Some limitations should be outlined, like the small sample size and lack of a control group and specific, standardized tools for patients’ rating of TRD (e.g., Massachusetts General Hospital—Antidepressant Treatment Response Questionnaire, MGH-ATRQ) in the psychometric assessment. Also, the specificity of the sample with a relevant clinical severity, which could have influenced the symptomatic course and treatment response, and the monocentric setting might reduce the generalizability of the results.

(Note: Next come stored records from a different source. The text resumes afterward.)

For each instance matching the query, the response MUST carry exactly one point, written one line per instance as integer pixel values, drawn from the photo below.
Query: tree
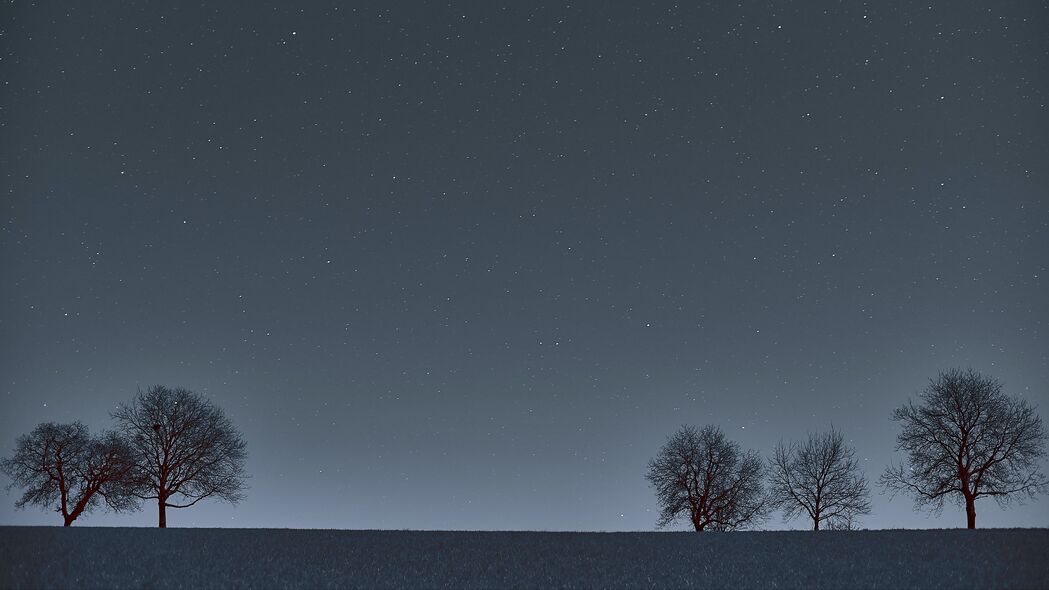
(709, 479)
(966, 440)
(64, 466)
(186, 448)
(819, 478)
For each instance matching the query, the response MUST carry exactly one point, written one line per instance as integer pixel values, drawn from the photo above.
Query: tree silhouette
(185, 447)
(966, 440)
(64, 466)
(710, 480)
(819, 478)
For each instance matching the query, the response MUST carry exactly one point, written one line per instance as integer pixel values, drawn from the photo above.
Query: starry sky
(467, 266)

Nevertheless, this study has some strengths, like the emphasis on patients’ perspective in the interpretation of treatment outcomes, a longitudinal design with a three-month follow-up, and the use of validated, standardized tools (including a specific task for cognitive functioning) to assess different symptomatic/psychopathological dimensions.

5. Conclusions

The increasing prevalence and the clinical and social implications of TRD, which are associated with an overall high clinical severity and detrimental outcomes, point to the need for a better characterization of the clinical phenomenology of patients to deliver personalized interventions, improve long-term outcomes and enable a full functional recovery. It has been demonstrated that self-reports and clinician ratings should be considered complementary and equally useful to measure multiple aspects of depression [45]. Moreover, given the association between specific symptomatic dimensions and neurobiological mechanisms [57], the inclusion of biomarkers and a correlation of biological variables with psychometric scores could improve the understanding of substrates [12] as well as the identification of more reliable outcome predictors in difficult-to-treat populations like patients with TRD. Therefore, the present study supports the utility of a careful clinical and psychometric assessment that encompasses both clinicians’ and patients’ perspectives and suggests specifically targeting prognostic factors like anhedonia and suicidality [56,70,71]. A synergistic approach during treatment should enhance esketamine’s efficacy and accelerate improvement, and its subjective perception, also in patients with symptomatic profiles that might hinder a prompt response. These findings pave the way for future, larger, real-world trials specifically aimed at defining the symptomatic profiles of patients and how these might influence treatment response.